The US Commerce Department released an authorization letter on July 2 to allow ZTE to resume a portion of its business, which will only include maintenance and support services for its networking and smartphone products sold through contracts signed before the ban was imposed in mid-April. No new deal is allowed to be made by the embattled Chinese company yet.

The US House of Representatives passed its defense bill earlier this week in a sweeping 359-49 vote, reported the South China Morning Post. An amendment to the appropriations bill prohibits the US government from buying from ZTE and Huawei Technologies, citing national security concerns. The new move is widely seen as being intended to pardon ZTE from harsher penalties that may in effect put it out of business.

On April 15, the US Commerce Department announced to impose a seven-year ban on ZTE to punish the company’s violation of first the US sanctions on Iran and North Korea and then the terms of a settlement it had agreed to last year. The ban had brought the main business of the hi-tech powerhouse to a standstill within weeks by cutting off its supply chain.

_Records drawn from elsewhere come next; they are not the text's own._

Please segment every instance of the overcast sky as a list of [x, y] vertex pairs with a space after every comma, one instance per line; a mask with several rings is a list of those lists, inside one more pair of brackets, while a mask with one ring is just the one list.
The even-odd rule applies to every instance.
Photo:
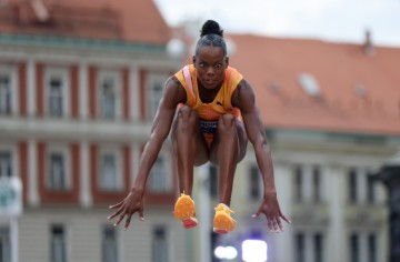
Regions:
[[[166, 21], [218, 21], [226, 32], [400, 48], [400, 0], [154, 0]], [[199, 28], [200, 30], [200, 28]]]

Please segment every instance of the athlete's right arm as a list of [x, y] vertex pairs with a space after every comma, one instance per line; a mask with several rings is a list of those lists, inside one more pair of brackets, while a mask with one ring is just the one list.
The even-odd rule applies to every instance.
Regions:
[[114, 209], [108, 219], [112, 220], [119, 215], [118, 221], [114, 223], [117, 226], [124, 216], [127, 216], [124, 229], [127, 230], [132, 215], [138, 212], [140, 220], [143, 220], [143, 195], [146, 191], [146, 181], [149, 177], [151, 167], [153, 165], [162, 143], [167, 139], [177, 105], [180, 102], [186, 101], [186, 91], [177, 78], [172, 77], [168, 79], [163, 95], [160, 100], [153, 124], [151, 128], [151, 134], [149, 141], [146, 143], [144, 150], [140, 158], [139, 172], [133, 183], [132, 189], [118, 204], [111, 205], [110, 209]]
[[152, 123], [150, 139], [142, 152], [139, 173], [133, 184], [133, 188], [143, 191], [143, 193], [150, 169], [160, 152], [162, 143], [166, 141], [171, 130], [177, 105], [184, 101], [186, 92], [183, 87], [180, 84], [178, 79], [174, 77], [170, 78], [166, 83], [164, 92]]

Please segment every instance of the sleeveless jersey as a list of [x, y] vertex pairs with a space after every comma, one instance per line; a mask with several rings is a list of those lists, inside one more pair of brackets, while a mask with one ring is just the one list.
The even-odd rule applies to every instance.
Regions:
[[[184, 70], [187, 70], [187, 73], [184, 73]], [[240, 110], [232, 107], [231, 97], [243, 77], [231, 67], [228, 67], [224, 73], [222, 87], [211, 103], [203, 103], [200, 100], [197, 70], [193, 64], [186, 66], [174, 74], [186, 90], [186, 104], [199, 115], [202, 122], [217, 122], [218, 119], [226, 113], [231, 113], [236, 115], [238, 120], [242, 121]], [[192, 83], [192, 89], [189, 87], [189, 81]]]

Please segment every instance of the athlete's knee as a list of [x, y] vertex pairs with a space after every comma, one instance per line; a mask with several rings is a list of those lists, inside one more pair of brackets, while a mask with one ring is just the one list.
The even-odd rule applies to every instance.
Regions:
[[221, 115], [218, 120], [218, 131], [224, 133], [236, 131], [236, 117], [230, 113]]

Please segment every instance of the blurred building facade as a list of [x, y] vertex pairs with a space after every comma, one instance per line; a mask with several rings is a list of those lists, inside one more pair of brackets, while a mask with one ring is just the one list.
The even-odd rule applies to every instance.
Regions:
[[[358, 46], [229, 36], [292, 224], [272, 234], [264, 218], [251, 219], [262, 183], [249, 145], [234, 181], [237, 230], [218, 238], [173, 220], [169, 141], [148, 181], [146, 222], [132, 219], [122, 232], [107, 221], [134, 180], [163, 82], [181, 66], [167, 56], [170, 29], [152, 1], [9, 0], [0, 30], [0, 179], [23, 185], [22, 214], [0, 216], [3, 261], [204, 262], [204, 232], [210, 261], [217, 245], [236, 246], [241, 261], [246, 239], [264, 240], [269, 261], [386, 260], [387, 195], [368, 178], [400, 144], [399, 49], [370, 38]], [[206, 199], [196, 179], [199, 211], [209, 209], [199, 216], [210, 221], [218, 169], [209, 167]]]
[[369, 33], [360, 44], [229, 38], [230, 63], [254, 89], [292, 224], [276, 234], [266, 218], [251, 219], [263, 189], [249, 144], [231, 203], [238, 229], [214, 245], [237, 246], [238, 261], [246, 239], [267, 241], [268, 261], [388, 261], [388, 195], [371, 175], [400, 144], [400, 49], [374, 47]]
[[146, 222], [132, 218], [123, 232], [107, 220], [180, 66], [154, 3], [6, 1], [0, 31], [0, 179], [23, 185], [22, 214], [0, 218], [0, 261], [188, 261], [168, 144], [148, 181]]

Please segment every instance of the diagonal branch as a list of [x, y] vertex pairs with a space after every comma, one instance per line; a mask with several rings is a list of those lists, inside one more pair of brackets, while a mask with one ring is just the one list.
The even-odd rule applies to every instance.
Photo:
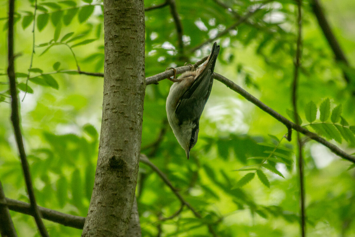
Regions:
[[[175, 187], [173, 185], [171, 182], [170, 180], [165, 175], [164, 173], [163, 173], [161, 170], [160, 170], [157, 167], [154, 165], [154, 164], [151, 162], [151, 161], [149, 160], [148, 157], [147, 157], [145, 155], [143, 154], [141, 154], [141, 156], [140, 159], [140, 161], [145, 164], [148, 166], [149, 166], [157, 174], [158, 174], [162, 179], [163, 180], [163, 181], [165, 183], [165, 184], [168, 185], [168, 186], [170, 188], [171, 190], [174, 193], [175, 196], [178, 197], [178, 199], [180, 200], [181, 202], [181, 204], [183, 204], [190, 209], [193, 215], [196, 217], [198, 218], [202, 218], [202, 216], [195, 209], [195, 208], [192, 207], [191, 204], [190, 204], [187, 201], [186, 201], [182, 196], [181, 195], [181, 194], [175, 188]], [[212, 235], [214, 237], [216, 237], [218, 236], [217, 233], [215, 233], [214, 230], [213, 229], [212, 227], [212, 226], [210, 224], [207, 224], [207, 227], [208, 228], [208, 230]]]
[[159, 8], [162, 8], [166, 6], [168, 6], [168, 4], [169, 4], [167, 2], [165, 2], [160, 4], [158, 4], [158, 5], [155, 5], [154, 6], [152, 6], [148, 7], [146, 7], [144, 9], [144, 11], [148, 11], [151, 10], [154, 10], [154, 9], [158, 9]]
[[17, 237], [12, 220], [9, 211], [6, 198], [0, 181], [0, 235], [7, 237]]
[[[331, 28], [328, 20], [326, 17], [324, 12], [323, 12], [322, 5], [318, 0], [311, 0], [311, 6], [312, 7], [313, 13], [317, 18], [319, 26], [323, 32], [324, 36], [328, 42], [335, 56], [335, 59], [338, 62], [342, 62], [346, 65], [349, 66], [349, 63], [346, 58], [345, 54], [343, 51], [342, 47], [339, 44], [337, 38], [335, 37], [334, 33]], [[350, 82], [350, 78], [346, 74], [345, 72], [343, 71], [344, 79], [346, 82]]]
[[[294, 70], [293, 82], [292, 85], [292, 105], [293, 107], [294, 116], [295, 122], [296, 124], [299, 124], [300, 121], [298, 118], [298, 113], [297, 112], [297, 86], [298, 82], [298, 72], [300, 66], [301, 57], [302, 57], [302, 0], [297, 0], [297, 25], [298, 31], [297, 32], [297, 43], [296, 50], [296, 56], [294, 60], [295, 68]], [[303, 144], [301, 139], [300, 133], [297, 132], [297, 143], [298, 147], [298, 157], [297, 157], [297, 165], [298, 173], [300, 175], [300, 205], [301, 209], [301, 230], [302, 237], [305, 237], [305, 235], [306, 212], [305, 210], [305, 186], [304, 176], [304, 165], [303, 158], [302, 157], [302, 151]]]
[[9, 86], [11, 95], [11, 121], [13, 127], [13, 131], [16, 143], [22, 165], [25, 181], [27, 188], [28, 197], [31, 204], [31, 209], [33, 214], [36, 224], [39, 232], [43, 237], [49, 236], [41, 219], [40, 213], [37, 207], [37, 203], [34, 196], [34, 192], [31, 179], [28, 163], [26, 157], [26, 153], [23, 146], [22, 134], [20, 126], [20, 115], [18, 112], [18, 101], [17, 93], [16, 90], [16, 78], [15, 76], [14, 57], [13, 56], [13, 14], [15, 9], [15, 0], [9, 1], [9, 34], [8, 35], [8, 61], [7, 75], [9, 77]]
[[[29, 204], [10, 198], [6, 198], [6, 201], [10, 210], [33, 216]], [[39, 206], [38, 209], [43, 218], [46, 220], [77, 229], [82, 229], [84, 227], [85, 217], [63, 213]]]
[[297, 125], [288, 120], [277, 112], [267, 106], [261, 101], [242, 88], [232, 81], [218, 73], [213, 73], [214, 79], [225, 85], [248, 100], [266, 112], [278, 121], [283, 123], [288, 128], [291, 128], [306, 135], [311, 139], [317, 141], [329, 148], [333, 153], [339, 156], [355, 163], [355, 157], [347, 153], [334, 144], [327, 142], [316, 133]]
[[174, 22], [175, 23], [175, 26], [176, 28], [179, 52], [180, 56], [181, 56], [184, 54], [182, 24], [181, 23], [180, 16], [179, 16], [179, 13], [178, 13], [178, 10], [176, 10], [176, 5], [175, 0], [166, 0], [166, 3], [168, 4], [170, 7], [170, 13], [173, 16], [173, 18], [174, 19]]

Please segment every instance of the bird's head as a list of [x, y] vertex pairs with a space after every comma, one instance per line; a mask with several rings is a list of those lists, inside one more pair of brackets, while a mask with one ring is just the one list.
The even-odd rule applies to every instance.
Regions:
[[190, 157], [190, 150], [197, 142], [199, 130], [198, 124], [193, 123], [181, 125], [178, 129], [173, 130], [178, 141], [185, 150], [187, 159]]

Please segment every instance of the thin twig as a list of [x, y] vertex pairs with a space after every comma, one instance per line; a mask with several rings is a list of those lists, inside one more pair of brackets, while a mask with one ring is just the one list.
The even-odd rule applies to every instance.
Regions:
[[[166, 177], [166, 176], [165, 175], [165, 174], [160, 170], [158, 168], [155, 166], [154, 164], [152, 163], [151, 161], [149, 160], [146, 156], [143, 154], [141, 154], [141, 156], [140, 158], [140, 161], [149, 166], [151, 167], [151, 168], [157, 174], [158, 174], [159, 177], [160, 177], [160, 178], [161, 178], [163, 180], [163, 181], [164, 181], [165, 184], [167, 185], [169, 188], [170, 188], [170, 189], [175, 195], [175, 196], [176, 196], [178, 199], [180, 200], [180, 201], [181, 202], [181, 204], [186, 206], [188, 208], [190, 209], [190, 210], [192, 212], [192, 213], [193, 214], [193, 215], [199, 218], [201, 218], [202, 217], [201, 214], [198, 212], [193, 207], [192, 207], [188, 202], [187, 202], [187, 201], [184, 199], [184, 197], [182, 197], [182, 196], [181, 195], [181, 194], [180, 194], [179, 191], [174, 186], [171, 182], [170, 182], [170, 180], [169, 180], [168, 178], [168, 177]], [[211, 225], [207, 224], [207, 226], [208, 228], [209, 231], [212, 235], [213, 236], [215, 237], [218, 236]]]
[[[299, 124], [298, 118], [298, 113], [297, 112], [297, 86], [298, 82], [298, 71], [300, 65], [300, 59], [302, 57], [301, 47], [302, 44], [302, 15], [301, 0], [297, 0], [297, 48], [296, 50], [296, 56], [295, 57], [295, 68], [294, 70], [293, 81], [292, 84], [292, 106], [293, 107], [294, 116], [295, 122], [296, 124]], [[304, 176], [304, 175], [303, 157], [302, 156], [303, 143], [301, 140], [300, 133], [297, 132], [297, 143], [298, 146], [298, 172], [300, 175], [300, 206], [301, 210], [301, 236], [305, 237], [305, 236], [306, 223], [305, 220], [306, 212], [305, 210], [305, 186]]]
[[183, 29], [182, 24], [180, 20], [180, 17], [178, 10], [176, 10], [176, 3], [175, 0], [166, 0], [166, 3], [170, 7], [170, 13], [173, 16], [175, 23], [175, 26], [176, 28], [176, 32], [178, 35], [178, 46], [179, 52], [180, 56], [184, 55], [184, 42], [182, 41]]
[[228, 11], [228, 12], [231, 13], [233, 15], [233, 16], [236, 19], [239, 19], [241, 18], [241, 16], [237, 12], [232, 9], [232, 8], [231, 7], [230, 7], [229, 6], [227, 5], [223, 2], [221, 2], [219, 1], [219, 0], [212, 0], [212, 1], [215, 2], [218, 5], [220, 6], [224, 9]]
[[79, 74], [84, 74], [89, 76], [93, 76], [94, 77], [103, 77], [104, 74], [101, 73], [92, 73], [88, 72], [83, 72], [81, 70], [77, 71]]
[[0, 235], [7, 237], [17, 237], [16, 230], [9, 211], [2, 185], [0, 181]]
[[155, 9], [158, 9], [158, 8], [162, 8], [166, 6], [168, 6], [167, 2], [165, 2], [161, 4], [158, 4], [158, 5], [155, 5], [154, 6], [152, 6], [148, 7], [146, 7], [144, 9], [144, 11], [148, 11], [151, 10], [154, 10]]
[[178, 216], [180, 213], [181, 213], [181, 212], [182, 211], [182, 210], [184, 210], [184, 207], [185, 206], [185, 204], [183, 203], [181, 203], [181, 206], [180, 206], [180, 208], [178, 210], [176, 211], [175, 213], [170, 216], [169, 216], [167, 217], [160, 217], [159, 218], [159, 220], [162, 221], [167, 221], [168, 220], [171, 220], [171, 219], [175, 218], [176, 216]]
[[[349, 61], [346, 58], [345, 54], [342, 49], [342, 47], [339, 44], [337, 38], [335, 37], [332, 28], [331, 28], [328, 21], [326, 17], [324, 12], [323, 12], [322, 5], [318, 0], [312, 0], [311, 1], [311, 6], [312, 7], [313, 13], [315, 15], [318, 21], [318, 24], [322, 29], [324, 36], [327, 39], [329, 45], [332, 50], [333, 50], [335, 55], [335, 59], [344, 63], [346, 66], [349, 65]], [[349, 83], [350, 78], [344, 70], [343, 74], [344, 79], [346, 82]]]
[[[33, 216], [29, 204], [7, 198], [6, 201], [9, 209], [11, 211]], [[82, 229], [84, 227], [84, 217], [63, 213], [39, 206], [38, 209], [44, 219], [77, 229]]]
[[225, 85], [249, 101], [262, 110], [266, 112], [279, 122], [283, 123], [288, 129], [293, 128], [296, 131], [308, 136], [312, 139], [317, 141], [329, 148], [333, 153], [345, 159], [355, 163], [355, 157], [352, 156], [334, 144], [327, 142], [316, 133], [312, 132], [306, 128], [296, 125], [288, 120], [277, 112], [267, 106], [254, 96], [250, 94], [232, 81], [221, 75], [214, 73], [215, 79]]
[[29, 68], [28, 69], [28, 72], [27, 74], [27, 79], [26, 80], [26, 89], [24, 92], [24, 95], [22, 98], [22, 101], [23, 101], [24, 98], [27, 94], [27, 85], [28, 84], [28, 80], [29, 79], [29, 75], [31, 73], [30, 69], [32, 68], [32, 64], [33, 62], [33, 55], [34, 54], [34, 32], [36, 27], [36, 13], [37, 12], [37, 0], [34, 1], [34, 11], [33, 12], [33, 25], [32, 28], [32, 53], [31, 54], [31, 61], [29, 63]]
[[20, 153], [26, 186], [31, 204], [32, 213], [33, 214], [41, 235], [43, 237], [48, 237], [49, 236], [42, 221], [42, 219], [41, 219], [40, 213], [37, 207], [37, 204], [31, 179], [31, 174], [29, 172], [29, 168], [26, 157], [26, 153], [23, 146], [22, 134], [21, 133], [18, 112], [18, 101], [16, 90], [16, 78], [15, 76], [13, 56], [13, 14], [15, 0], [9, 0], [9, 33], [7, 40], [9, 66], [7, 68], [7, 75], [9, 76], [9, 87], [11, 95], [11, 121], [13, 127], [16, 143]]
[[219, 38], [221, 36], [224, 35], [228, 33], [229, 31], [232, 30], [233, 30], [237, 26], [241, 24], [242, 23], [244, 22], [245, 21], [247, 20], [249, 17], [253, 15], [254, 14], [256, 13], [259, 10], [260, 10], [263, 6], [266, 4], [267, 2], [270, 1], [267, 1], [265, 3], [263, 3], [262, 4], [261, 4], [260, 6], [259, 6], [256, 9], [252, 11], [249, 11], [247, 13], [245, 14], [245, 16], [242, 17], [241, 17], [238, 19], [238, 21], [236, 22], [235, 23], [232, 25], [231, 26], [228, 27], [224, 30], [221, 31], [219, 33], [217, 34], [216, 36], [213, 37], [212, 38], [209, 39], [206, 41], [205, 41], [203, 43], [202, 43], [200, 45], [198, 45], [194, 48], [193, 48], [190, 50], [190, 51], [191, 53], [193, 53], [197, 49], [199, 49], [201, 48], [204, 46], [209, 44], [211, 42], [213, 42], [213, 41], [215, 41], [216, 40]]
[[[193, 64], [193, 67], [196, 69], [198, 66], [202, 64], [203, 62], [207, 60], [208, 56], [202, 59], [197, 62]], [[191, 67], [190, 66], [183, 66], [175, 68], [176, 70], [176, 74], [180, 74], [186, 71], [191, 70]], [[146, 84], [148, 85], [151, 84], [157, 84], [158, 82], [164, 80], [168, 77], [172, 77], [174, 75], [174, 72], [173, 69], [171, 69], [167, 70], [165, 72], [163, 72], [160, 73], [158, 73], [151, 77], [148, 77], [146, 78]]]

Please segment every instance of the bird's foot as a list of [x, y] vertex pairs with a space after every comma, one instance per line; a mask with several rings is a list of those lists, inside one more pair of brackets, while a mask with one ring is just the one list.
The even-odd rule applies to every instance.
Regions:
[[174, 75], [172, 78], [170, 77], [168, 78], [168, 79], [171, 80], [173, 82], [177, 82], [179, 81], [179, 80], [176, 79], [176, 69], [175, 68], [172, 68], [171, 67], [168, 67], [166, 68], [166, 69], [165, 69], [165, 71], [167, 71], [168, 70], [169, 70], [170, 69], [173, 69], [173, 71], [174, 72]]
[[191, 63], [187, 64], [187, 63], [185, 63], [185, 64], [184, 64], [184, 66], [190, 66], [190, 67], [191, 68], [191, 70], [193, 71], [195, 70], [195, 67]]

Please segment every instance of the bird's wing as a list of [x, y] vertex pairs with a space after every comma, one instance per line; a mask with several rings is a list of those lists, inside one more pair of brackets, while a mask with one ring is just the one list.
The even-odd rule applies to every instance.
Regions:
[[186, 120], [198, 124], [211, 93], [213, 70], [219, 53], [219, 46], [215, 42], [206, 67], [181, 97], [175, 111], [180, 125]]
[[196, 122], [200, 119], [212, 89], [212, 73], [210, 68], [205, 68], [181, 96], [175, 110], [181, 123], [186, 120]]

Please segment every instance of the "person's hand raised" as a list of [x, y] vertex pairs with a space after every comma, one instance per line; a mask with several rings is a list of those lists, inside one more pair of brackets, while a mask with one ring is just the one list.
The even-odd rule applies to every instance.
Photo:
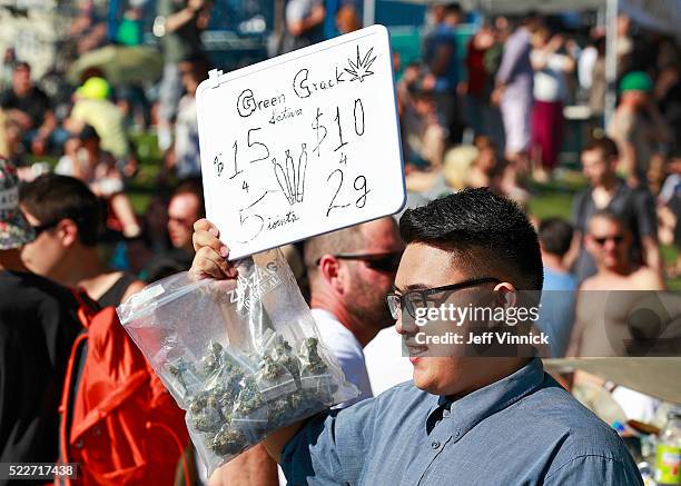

To everyone’s surprise, during mid-May, US President Donald Trump tweeted he would work with Xi Jinping, his Chinese counterpart, to prevent the company which employs 75,000 people from being closed down. He then instructed the US Commerce Department to look into easing the penalties that prohibited the company from buying chips and technologies from American companies.

It’s reported by the US media that Republican lawmakers strongly opposed Trump’s intervention in the ZTE case with the Senate voting last month to reinstate tough penalties on the Chinese company which, along with Huawei Technologies, are deemed by many China hawks as a national security threat.

Then came White House’s argument with Republican Senators last week, during which Trump emphasized his ZTE deal with China was “part of a broader geopolitical negotiating strategy”.

In this backdrop, the bill the House passed which has excluded language prohibiting ZTE from sourcing in the US market for seven years, is interpreted as “striking a middle ground” between the positions the White House and the Senate have taken, the South China Morning Post reported, suggesting the new development also signals that Trump’s ZTE deal will survive eventually.

At a shareholders’ meeting on June 29, Zhao Xianming, the CEO of ZTE Corp, indicated that the ban had inflicted no big harm to the company’s R&D initiatives and once the it’s lifted, ZTE’s major operations could be resumed within short time.

“For (our) company, after two months and a half, our core competence remains, especially in the aspect of research and development,” he said, adding the company’s 5G development capabilities continue to be bolstered.